La question paraît simple mais elle est au cœur de vastes débats académiques et
politiques depuis plusieurs décennies. C’est le point essentiel des réflexions
sur le développement y compris pour les pays développés. Au tournant des années
2000, il était de bon ton de railler les industries. L’économiste Lawrence
Summers, qui fut aussi ministre sous la présidence Clinton et conseiller
économique de Barack Obama, estimait même qu’il était temps de les transférer
en Afrique, continent dont il jugeait l’air « inutilement pur » en
comparaison de celui de l’Europe et du nord de l’Amérique. On se souviendra
aussi de Serge Tchuruk, alors PDG d’Alcatel, expliquant à une presse ébahie,
que le futur de son entreprise passait par l’abandon des usines.
« Industries
industrialisantes »
On dira que c’est ce que fait Apple, ses produits étant
fabriqués notamment en Chine. Mais n’est pas Apple qui veut et nombre
d’entreprises américaines ou européennes n’ont pas définitivement enterré le
thème de la relocalisation. Mais reposons la question en pensant d’abord à un
pays comme l’Algérie qui peine à trouver sa voie en la matière. A bien y
regarder de près, l’idée des « industries industrialisantes » en
vogue dans les années 1970 (on la doit au professeur Gérard Destanne de Bernis)

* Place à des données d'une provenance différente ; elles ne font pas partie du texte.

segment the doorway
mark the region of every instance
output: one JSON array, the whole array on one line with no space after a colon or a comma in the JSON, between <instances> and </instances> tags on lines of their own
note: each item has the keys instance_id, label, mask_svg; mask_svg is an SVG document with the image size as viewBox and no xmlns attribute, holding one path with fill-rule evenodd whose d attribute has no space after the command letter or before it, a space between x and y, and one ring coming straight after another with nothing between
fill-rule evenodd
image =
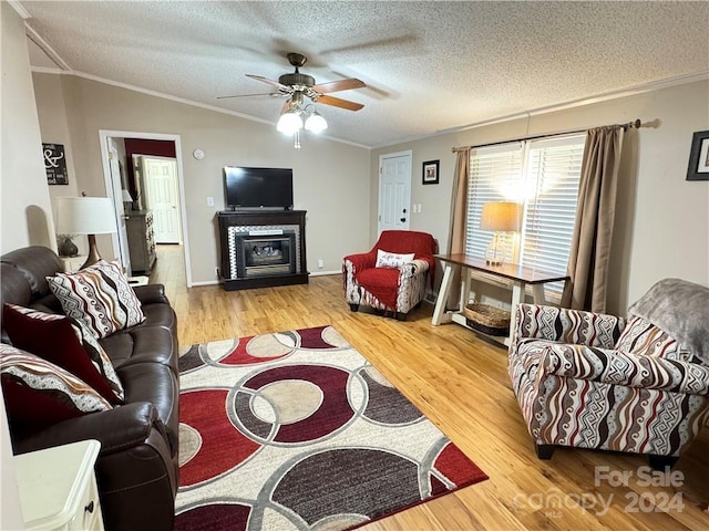
<instances>
[{"instance_id":1,"label":"doorway","mask_svg":"<svg viewBox=\"0 0 709 531\"><path fill-rule=\"evenodd\" d=\"M182 243L177 160L168 157L133 155L145 192L145 209L153 212L155 243Z\"/></svg>"},{"instance_id":2,"label":"doorway","mask_svg":"<svg viewBox=\"0 0 709 531\"><path fill-rule=\"evenodd\" d=\"M379 233L382 230L408 230L411 218L412 152L379 157Z\"/></svg>"},{"instance_id":3,"label":"doorway","mask_svg":"<svg viewBox=\"0 0 709 531\"><path fill-rule=\"evenodd\" d=\"M187 284L187 288L192 287L192 272L191 272L191 266L189 266L189 243L188 243L188 239L187 239L187 227L186 227L186 211L185 211L185 187L184 187L184 177L183 177L183 164L182 164L182 146L181 146L181 139L179 139L179 135L166 135L166 134L158 134L158 133L135 133L135 132L125 132L125 131L100 131L99 132L100 138L101 138L101 145L102 146L106 146L109 138L113 138L116 144L122 145L125 147L125 143L131 142L131 140L165 140L165 144L169 144L173 143L173 153L174 153L174 165L175 165L175 175L176 177L173 180L173 185L174 185L174 199L176 200L177 205L175 208L175 212L174 212L174 218L173 221L174 223L177 226L177 242L182 242L182 251L183 251L183 256L184 256L184 260L182 261L182 263L184 263L184 268L185 268L185 281ZM126 155L125 149L122 149L124 156ZM153 158L160 158L160 157L153 157ZM110 164L109 164L109 156L107 156L107 150L104 148L102 149L102 162L103 162L103 170L104 170L104 179L106 181L106 190L113 190L113 188L111 187L111 174L110 174ZM132 160L129 157L129 162L127 162L127 166L131 167L132 169ZM136 176L137 177L137 176ZM137 180L137 179L136 179ZM145 208L145 202L138 201L140 199L140 189L136 189L135 187L135 181L132 184L129 183L124 183L125 186L127 187L127 189L130 190L129 194L131 195L131 198L133 199L133 205L135 208L142 206L143 208ZM132 185L132 186L131 186ZM126 189L126 188L123 188ZM115 192L113 194L114 197L114 204L119 205L122 204L123 201L123 197L119 196L116 197ZM121 249L119 247L119 242L117 239L114 237L113 239L113 247L114 247L114 254L116 257L121 257Z\"/></svg>"}]
</instances>

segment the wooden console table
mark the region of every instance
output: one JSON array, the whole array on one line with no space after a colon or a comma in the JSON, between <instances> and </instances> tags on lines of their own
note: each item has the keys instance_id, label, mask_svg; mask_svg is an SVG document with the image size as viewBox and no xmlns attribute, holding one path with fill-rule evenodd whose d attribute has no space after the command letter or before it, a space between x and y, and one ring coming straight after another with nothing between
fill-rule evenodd
<instances>
[{"instance_id":1,"label":"wooden console table","mask_svg":"<svg viewBox=\"0 0 709 531\"><path fill-rule=\"evenodd\" d=\"M434 258L444 262L445 269L443 271L443 281L441 282L438 300L435 301L431 324L439 325L453 322L467 327L463 308L467 302L471 291L471 272L481 271L493 275L495 279L502 279L503 283L506 281L508 284L512 284L512 320L510 323L510 336L502 341L505 345L510 345L512 340L515 326L515 309L517 304L524 302L524 293L527 284L532 287L532 295L535 304L545 304L544 284L557 281L566 282L569 280L569 277L565 274L549 273L548 271L525 268L516 263L490 266L485 263L484 259L469 257L466 254L435 254ZM446 311L445 304L451 294L451 290L454 289L453 279L456 272L460 272L461 279L460 305L453 311ZM485 282L482 275L475 280Z\"/></svg>"}]
</instances>

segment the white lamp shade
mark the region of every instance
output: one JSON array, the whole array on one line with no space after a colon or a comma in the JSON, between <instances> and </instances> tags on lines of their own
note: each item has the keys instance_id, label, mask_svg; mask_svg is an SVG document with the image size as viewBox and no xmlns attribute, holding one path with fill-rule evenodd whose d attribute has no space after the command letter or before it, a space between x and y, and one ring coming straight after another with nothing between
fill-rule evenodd
<instances>
[{"instance_id":1,"label":"white lamp shade","mask_svg":"<svg viewBox=\"0 0 709 531\"><path fill-rule=\"evenodd\" d=\"M280 115L276 128L281 133L292 134L296 131L302 129L302 118L294 112L287 112Z\"/></svg>"},{"instance_id":2,"label":"white lamp shade","mask_svg":"<svg viewBox=\"0 0 709 531\"><path fill-rule=\"evenodd\" d=\"M505 201L486 202L483 205L480 228L500 232L520 230L521 218L522 205Z\"/></svg>"},{"instance_id":3,"label":"white lamp shade","mask_svg":"<svg viewBox=\"0 0 709 531\"><path fill-rule=\"evenodd\" d=\"M113 201L107 197L56 198L56 232L61 235L117 232Z\"/></svg>"},{"instance_id":4,"label":"white lamp shade","mask_svg":"<svg viewBox=\"0 0 709 531\"><path fill-rule=\"evenodd\" d=\"M311 131L312 133L321 133L328 128L328 123L322 117L322 115L318 113L312 113L306 119L306 129Z\"/></svg>"}]
</instances>

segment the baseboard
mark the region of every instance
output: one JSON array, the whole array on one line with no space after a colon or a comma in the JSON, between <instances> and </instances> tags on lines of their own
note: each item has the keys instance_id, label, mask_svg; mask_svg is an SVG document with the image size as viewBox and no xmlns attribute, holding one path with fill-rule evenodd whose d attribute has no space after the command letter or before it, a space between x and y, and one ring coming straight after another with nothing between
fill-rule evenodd
<instances>
[{"instance_id":1,"label":"baseboard","mask_svg":"<svg viewBox=\"0 0 709 531\"><path fill-rule=\"evenodd\" d=\"M325 277L326 274L342 274L341 270L337 271L311 271L310 277Z\"/></svg>"},{"instance_id":2,"label":"baseboard","mask_svg":"<svg viewBox=\"0 0 709 531\"><path fill-rule=\"evenodd\" d=\"M218 280L202 280L199 282L193 282L187 288L194 288L194 287L197 287L197 285L214 285L214 284L218 284L218 283L219 283Z\"/></svg>"},{"instance_id":3,"label":"baseboard","mask_svg":"<svg viewBox=\"0 0 709 531\"><path fill-rule=\"evenodd\" d=\"M433 291L427 291L425 294L423 295L423 300L429 304L435 304L435 301L438 300L438 298L439 298L439 294Z\"/></svg>"}]
</instances>

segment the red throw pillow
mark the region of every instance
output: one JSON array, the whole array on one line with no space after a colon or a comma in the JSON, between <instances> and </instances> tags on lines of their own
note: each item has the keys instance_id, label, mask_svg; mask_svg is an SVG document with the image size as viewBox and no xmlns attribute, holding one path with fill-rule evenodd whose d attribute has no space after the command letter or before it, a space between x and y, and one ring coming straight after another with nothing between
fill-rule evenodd
<instances>
[{"instance_id":1,"label":"red throw pillow","mask_svg":"<svg viewBox=\"0 0 709 531\"><path fill-rule=\"evenodd\" d=\"M111 404L123 403L123 386L109 356L81 323L65 315L6 304L2 324L18 348L59 365Z\"/></svg>"}]
</instances>

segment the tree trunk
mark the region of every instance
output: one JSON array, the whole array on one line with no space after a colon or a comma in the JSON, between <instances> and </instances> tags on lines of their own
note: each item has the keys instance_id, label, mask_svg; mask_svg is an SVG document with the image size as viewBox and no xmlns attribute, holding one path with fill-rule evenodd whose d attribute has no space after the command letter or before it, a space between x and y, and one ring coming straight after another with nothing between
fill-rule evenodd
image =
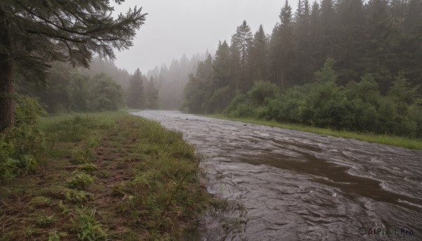
<instances>
[{"instance_id":1,"label":"tree trunk","mask_svg":"<svg viewBox=\"0 0 422 241\"><path fill-rule=\"evenodd\" d=\"M6 15L0 8L0 132L15 122L15 86L11 41Z\"/></svg>"}]
</instances>

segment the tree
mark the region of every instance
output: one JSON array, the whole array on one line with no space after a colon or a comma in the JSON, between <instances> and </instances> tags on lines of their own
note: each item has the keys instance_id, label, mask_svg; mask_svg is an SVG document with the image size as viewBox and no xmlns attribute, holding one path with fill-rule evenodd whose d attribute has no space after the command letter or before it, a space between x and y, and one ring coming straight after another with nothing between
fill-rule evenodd
<instances>
[{"instance_id":1,"label":"tree","mask_svg":"<svg viewBox=\"0 0 422 241\"><path fill-rule=\"evenodd\" d=\"M291 82L295 60L292 8L286 1L280 13L281 23L273 30L270 42L270 65L272 80L282 89Z\"/></svg>"},{"instance_id":2,"label":"tree","mask_svg":"<svg viewBox=\"0 0 422 241\"><path fill-rule=\"evenodd\" d=\"M236 84L236 91L243 92L245 91L245 67L248 58L248 51L252 45L253 38L250 27L248 25L246 21L243 20L241 25L237 27L236 34L231 37L231 42L234 49L239 54L240 63L240 78L239 82Z\"/></svg>"},{"instance_id":3,"label":"tree","mask_svg":"<svg viewBox=\"0 0 422 241\"><path fill-rule=\"evenodd\" d=\"M230 68L230 47L224 41L218 44L215 52L215 60L212 63L215 84L218 87L229 85L232 73Z\"/></svg>"},{"instance_id":4,"label":"tree","mask_svg":"<svg viewBox=\"0 0 422 241\"><path fill-rule=\"evenodd\" d=\"M146 105L143 78L141 70L138 68L129 81L127 106L131 108L141 109Z\"/></svg>"},{"instance_id":5,"label":"tree","mask_svg":"<svg viewBox=\"0 0 422 241\"><path fill-rule=\"evenodd\" d=\"M248 71L250 72L252 81L267 80L268 67L267 57L268 56L268 41L264 27L260 25L258 31L254 35L253 41L249 53ZM248 83L247 89L250 89L253 83Z\"/></svg>"},{"instance_id":6,"label":"tree","mask_svg":"<svg viewBox=\"0 0 422 241\"><path fill-rule=\"evenodd\" d=\"M89 89L91 110L117 110L122 102L122 87L110 75L99 74L92 78Z\"/></svg>"},{"instance_id":7,"label":"tree","mask_svg":"<svg viewBox=\"0 0 422 241\"><path fill-rule=\"evenodd\" d=\"M115 19L108 1L1 1L0 131L15 122L14 70L43 81L53 60L88 67L94 53L114 59L113 48L132 45L145 20L141 9Z\"/></svg>"}]
</instances>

n’était pas aussi mauvaise qu’on le prétend aujourd’hui. Le thème n’a cessé
d’être recyclé depuis cette date, y compris par les grands thuriféraires du
marché. Ce qui a manqué à l’Algérie à cette époque, c’est peut-être un peu plus
de confiance accordée au capital privé local. En s’accommodant d’un tissu
industriel secondaire échappant à la tutelle bureaucratique, le pays aurait
peut-être devancé le grand virage stratégique chinois de 1979
(« qu’importe la couleur du chat, pourvu qu’il attrape la souris).
Mais passons. Aujourd’hui, la donne a changé. Le pays
possède une certaine infrastructure industrielle. Il représente aussi un
marché, certes modeste en comparaison des données asiatiques ou subsahariennes,
mais qui a son intérêt. Que faut-il faire ? Privatiser ce qui
existe ? Au profit de qui ? Le cas du complexe sidérurgique
d’El-Hadjar mérite une réflexion politique que l’on attend encore. Le capital
étranger n’est pas à démoniser. Il apporte ses investissements, son
savoir-faire mais il est aussi tributaire de ses propres objectifs de
rentabilité et de sa propre stratégie globale. Et rien ne dit que cela rentre
en adéquation avec les intérêts à long terme de l’Algérie.
Public ou
privé ?
Si l’on prête attention à ce qui se dit tout autour du
bassin méditerranéen, ou même ailleurs, on se rend compte qu’il est souvent
question des champions nationaux. L’Union européenne (UE), la Grande-Bretagne
qui en sort, ou le Canada qui vient de signer un accord de libre-échange avec
elle, fourbissent tous des stratégies pour défendre leurs grands noms de
l’industrie contre les prédateurs étrangers. Cela passe notamment par un
durcissement des lois anti-OPA. Autrement dit des mesures qui vont à l’encontre
des louanges entonnées à l’égard du marché. Chaque pays, et l’Algérie
n’échappera pas à la règle, qui veut créer de la richesse inclusive chez lui
doit penser en termes d’emplois et de champions nationaux capables d’enclencher
un effet d’entraînement. Reste cette question fondamentale : le public ou
le privé ? Le premier, est disqualifié pour ses contreperformances. Mais
rien ne dit que le second est capable de relever le gant. Du moins,
sérieusement et au profit de l’intérêt général.